Biossegurança

Não há consenso científico sobre a segurança dos transgênicos, afirmam ex-integrantes da CTNBio

Pesquisadores rebatem nota publicada no portal Poder360 em 4 de setembro sobre a ADI 3526, em julgamento no STF

Brasil de Fato | São Paulo (SP) |

Ouça o áudio:

Trigo transgênico é um dos produtos que está sob análise da CTNBio - Bloomberg / Colaborador/Getty Images

Uma Ação Direta de Inconstitucionalidade (ADI) proposta em 2005, que voltou à pauta do Supremo Tribunal Federal (STF) no fim de agosto, vem expondo discordâncias entre ex-integrantes da Comissão Técnica Nacional de Biossegurança (CTNBio).

A ADI 3526, de autoria do então procurador-geral da República, Cláudio Fonteles, aponta inconstitucionalidade de mais de 20 dispositivos da Lei de Biossegurança (Lei nº 11.105/2005), que estabelece normas e mecanismos de fiscalização de atividades que envolvam organismos geneticamente modificados (OGMs) e seus derivados.

Entre outros aspectos, a ação contesta a exclusividade da CTNBio para dispensar estudos de impacto ambiental e liberar a comercialização de transgênicos no Brasil.

A CTNBio possui 54 membros, designados pelo Ministério da Ciência, Tecnologia e Inovação a partir de indicações deste e de outros ministérios, bem como de entidades da sociedade civil.
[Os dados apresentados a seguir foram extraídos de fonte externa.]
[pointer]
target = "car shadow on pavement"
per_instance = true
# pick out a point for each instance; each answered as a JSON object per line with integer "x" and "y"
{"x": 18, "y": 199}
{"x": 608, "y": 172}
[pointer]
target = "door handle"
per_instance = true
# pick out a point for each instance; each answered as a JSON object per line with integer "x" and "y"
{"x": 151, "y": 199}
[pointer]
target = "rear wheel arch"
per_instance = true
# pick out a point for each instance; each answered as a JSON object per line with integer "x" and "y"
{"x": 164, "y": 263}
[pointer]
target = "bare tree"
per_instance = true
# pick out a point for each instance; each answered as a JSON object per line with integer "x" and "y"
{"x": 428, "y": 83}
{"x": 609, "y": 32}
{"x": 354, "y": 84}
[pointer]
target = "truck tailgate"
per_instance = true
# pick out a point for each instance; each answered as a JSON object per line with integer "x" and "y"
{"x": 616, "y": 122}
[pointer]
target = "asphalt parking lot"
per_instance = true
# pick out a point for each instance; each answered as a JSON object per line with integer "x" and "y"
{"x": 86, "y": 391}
Os presidentes são integrantes comuns da comissão, escolhidos por seus pares.

Atualmente, nove dos 54 membros são integrantes da Empresa Brasileira de Pesquisa Agropecuária (Embrapa). Essa comissão já aprovou mais de 200 produtos transgênicos no Brasil, incluindo vacinas e medicamentos.

Organizações sociais, ambientalistas e movimentos populares são críticos à atual Lei de Biossegurança. Segundo eles, o texto “atendeu às pressões político-econômicas do agronegócio e abriu o país ao mercado das sementes transgênicas.”

Como resultado, o princípio constitucional da obrigatoriedade na realização de estudos de impacto ambiental de atividades com potencial dano ao meio ambiente teria sido violado inúmeras vezes, flexibilizando a entrada de transgênicos.

O relator do caso no STF, ministro Nunes Marques, votou contra a ADI. Edson Fachin foi favorável, e em seguida Gilmar Mendes pediu vistas.

No dia 4 de setembro, o atual presidente da CTNBio, Paulo Barroso, seu substituto Flavio Finardi Filho e outros nove ex-presidentes da Comissão assinaram um artigo no portal Poder360 criticando a ADI e sinalizando que já haveria consenso em torno da segurança dos OGMs.

Quase 20 dias depois, quinze ex-membros da CTNBio reagiram àquele posicionamento e publicaram uma nota intitulada “Em defesa da ciência, com ética”.

No texto, eles afirmam que “as opiniões ali são frágeis, infundadas e enganosas ao afirmarem haver consenso da comunidade científica sobre a segurança para a saúde e ambiente no plantio de lavouras transgênicas.”

“Embora não existam estatísticas oficiais, as decisões tomadas pela CTNBio levaram a um cenário em que mais de 50 milhões de hectares dos 6 biomas brasileiros estão ocupados por soja, milho, algodão, cana e eucalipto geneticamente modificados”, dizem os autores, acrescentando que o STF atuará “a favor da ciência” caso reconheça como inconstitucionais alguns dispositivos da Lei de Biossegurança.

A nota de resposta, lançada nesta quinta-feira (23), também foi veiculada pelo Poder360.

Confira na íntegra:

“Em atenção à nota “O STF julga um atentado à ciência brasileira”, na condição de pesquisa e ex-integrantes desta Comissão, afirmamos o que segue.

A nota refere-se à ação direta de inconstitucionalidade (ADI) ajuizada em 2005 que questiona um conjunto de dispositivos da Lei de Biossegurança e foi publicada no Poder360 em 4 de setembro de 2021, assinada por ex-presidentes da CTNBio (Comissão Técnica Nacional de Biossegurança).

As opiniões ali são frágeis, infundadas e enganosas ao afirmarem haver consenso da comunidade científica sobre a segurança para a saúde e ambiente no plantio de lavouras transgênicas. Embora não existam estatísticas oficiais, as decisões tomadas pela CTNBio levaram a um cenário em que mais de 50 milhões de hectares dos 6 biomas brasileiros estão ocupados por soja, milho, algodão, cana e eucalipto geneticamente modificados.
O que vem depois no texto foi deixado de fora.